The provision for disbursing the second installment is behind the current crisis. Crooks acted as middlemen and approached the displaced families to help get the money. They then tricked families—generally illiterate and poor—living in villages that are unaffected by the project to change the land ownership papers.
Some families even allege that they were tricked directly by government officials. “In 2009, the patwari (revenue officer) visited my house when I was alone and told me that the government had started a scheme to help people repair their houses,” says Dhuli Bai of Birlai village. She alleges that he then got her thumb impression on a piece of legal document that she later found out was for the transfer of land ownership.

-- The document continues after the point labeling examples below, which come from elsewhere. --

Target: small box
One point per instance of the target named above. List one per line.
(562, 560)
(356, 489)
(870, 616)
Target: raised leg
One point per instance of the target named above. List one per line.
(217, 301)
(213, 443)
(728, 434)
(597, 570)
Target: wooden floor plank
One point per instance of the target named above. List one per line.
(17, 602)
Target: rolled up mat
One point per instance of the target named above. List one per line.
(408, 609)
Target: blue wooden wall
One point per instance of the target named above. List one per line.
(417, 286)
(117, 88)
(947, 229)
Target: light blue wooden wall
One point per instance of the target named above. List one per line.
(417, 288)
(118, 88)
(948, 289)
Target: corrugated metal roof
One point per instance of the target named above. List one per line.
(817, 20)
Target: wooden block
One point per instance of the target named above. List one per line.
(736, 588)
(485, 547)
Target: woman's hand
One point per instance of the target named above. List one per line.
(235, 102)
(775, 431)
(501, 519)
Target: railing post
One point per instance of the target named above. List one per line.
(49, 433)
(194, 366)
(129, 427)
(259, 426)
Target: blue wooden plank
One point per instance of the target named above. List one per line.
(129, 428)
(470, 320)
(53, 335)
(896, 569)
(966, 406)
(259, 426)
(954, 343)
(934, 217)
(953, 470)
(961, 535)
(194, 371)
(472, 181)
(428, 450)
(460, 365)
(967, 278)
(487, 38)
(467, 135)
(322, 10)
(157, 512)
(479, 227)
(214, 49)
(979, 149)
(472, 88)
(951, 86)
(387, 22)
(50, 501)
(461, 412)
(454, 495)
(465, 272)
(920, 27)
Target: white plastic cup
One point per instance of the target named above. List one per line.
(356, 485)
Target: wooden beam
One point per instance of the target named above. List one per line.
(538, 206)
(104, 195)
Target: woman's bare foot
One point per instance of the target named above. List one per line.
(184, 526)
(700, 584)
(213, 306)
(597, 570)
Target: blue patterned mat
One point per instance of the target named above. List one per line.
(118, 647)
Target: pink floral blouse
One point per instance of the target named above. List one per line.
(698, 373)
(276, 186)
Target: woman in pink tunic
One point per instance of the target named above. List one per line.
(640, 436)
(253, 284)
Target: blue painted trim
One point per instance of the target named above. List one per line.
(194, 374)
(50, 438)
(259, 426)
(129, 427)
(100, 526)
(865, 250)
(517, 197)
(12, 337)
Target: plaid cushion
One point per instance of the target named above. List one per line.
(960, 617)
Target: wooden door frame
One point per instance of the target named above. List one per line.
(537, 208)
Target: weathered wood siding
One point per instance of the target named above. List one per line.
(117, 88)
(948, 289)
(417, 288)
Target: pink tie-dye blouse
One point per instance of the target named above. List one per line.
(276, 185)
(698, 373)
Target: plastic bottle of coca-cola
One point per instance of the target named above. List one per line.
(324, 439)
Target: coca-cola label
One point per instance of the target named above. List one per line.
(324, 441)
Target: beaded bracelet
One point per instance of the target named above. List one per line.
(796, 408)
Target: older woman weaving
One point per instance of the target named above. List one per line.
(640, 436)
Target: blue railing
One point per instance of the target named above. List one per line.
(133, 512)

Though there are no official figures, the number families affected by the scam might well be over 2,000, say activists. A survey done by NBA in 2006 found that at least 900 farmers had been duped. The survey found that the victims were mainly from villages in Dhar and Barwani districts. As per the Narmada Control Authority (NCA), 37,757 families have been affected in Madhya Pradesh, of which 4,363 have opted for the rehabilitation package.
Of this, 2,905 victims have “purchased” land, while 1,457 have taken the first installment. Even the S S Jha Committee, which was appointed by the Jabalpur High Court in 2008 to look into corruption in the compensation mechanism of the scheme, said in its progress report on July 14, 2015, that a “large number of the sale deeds appear to be fake”.
Activists say that targeting families from areas away from the dam meant nobody would take the scam seriously. One such example is of Hingalibai, a resident of Kudikpura village in Dhar district, who was tricked to give up her 1.2 ha land. She says in 2006 her husband was arrested by the police for a scuffle with a neighbour. She says a person named Narayan Bheel approached her and said he could help get a bail for her husband. He then asked her to give her thumb impression on bail papers. “Later, I got to know the papers were for transfer of my land rights.”
No end in sight
While the families displaced because of the dam have rightfully received substantial attention, families such as Tejli Bai’s are still struggling to get recognition. This, despite the fact that such cases have time and again brought to the notice of the state government, which has only tried to downplay the situation.
On December 3, 2010, the High Court had directed the state government to provide revenue and police officers to help the commission. In its 2015 progress report, the commission, however, says it did not get satisfactory support from the state government.
In fact, when the Jha Commission submitted its final report to the High Court this January, the state government filed an application asking the report be opened only in the state Assembly. The High Court rejected the application on grounds that the state government has poorly handled the issue in the past. The state government then moved the Supreme Court, which on March 30, 2016, gave a verdict in favor of the state government, but said it has to submit an action plan on the report by June.
The report, say, activists, is essential to understanding the magnitude of the corruption. They hope it will prompt the government to act.